Há ainda influência da carga tributária alta com
endividamento alto, perda de grau de investimento e custos maiores para se
financiar, como informa Siqueira: “A inflação tende a permanecer a níveis mais
elevados, os investidores relutam em trazer o capital pra cá e isso acaba por
gerar menos empregos e deixar a economia muito menos dinâmica. A reforma da
previdência é apenas condição necessária para maior crescimento, não é o
suficiente. O que vai gerar crescimento são reformas que impactam a
produtividade, entre elas, as reformas microeconômicas”.
Além da previdência, ele também argumenta em favor de o
governo focar nas reformas microeconômica aumentarão a produtividade.
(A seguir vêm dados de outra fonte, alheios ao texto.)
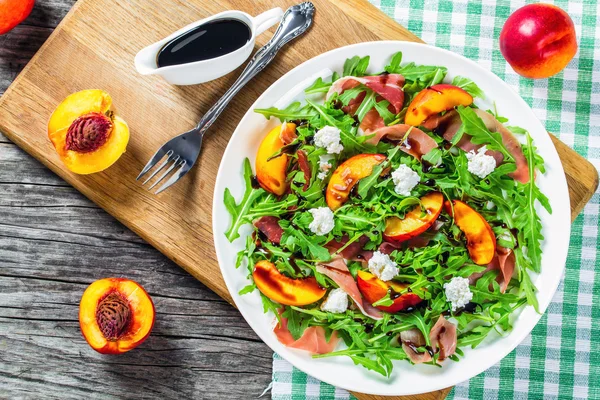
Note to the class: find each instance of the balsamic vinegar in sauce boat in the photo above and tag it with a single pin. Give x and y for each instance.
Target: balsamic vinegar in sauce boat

“Deixar o país menos atrapalhado tributariamente é um
exemplo. Enquanto gastamos 1.958 horas por ano apenas para saber quais impostos
pagar, não há juros baixos que deixe a indústria competitiva. Enquanto formos o
país dos alvarás, onde, para abrir uma sapataria, leva-se em média mais de 60
dias, não há como aumentarmos a produtividade. Enquanto um credor não puder
recuperar parte do seu crédito em caso de calote, não vamos melhorar o setor de
crédito, por maior que seja a baixa na taxa de juros”.
Portanto, tão importante quanto a meta de inflação e o
ajuste fiscal que recolocarão o país nos trilhos é focar no ambiente de
negócios que vai aumentar a produtividade e aumentar o PIB potencial.
Entretanto, enquanto a previdência não for aprovada, outras reformas não devem
andar. Tinoco lembra que a reforma tributária proposta por Bernard Appy pode
trazer ganhos em produtividade, mas ela deve ser pauta secundária enquanto as
atenções do Congresso Nacional se voltam para a previdência."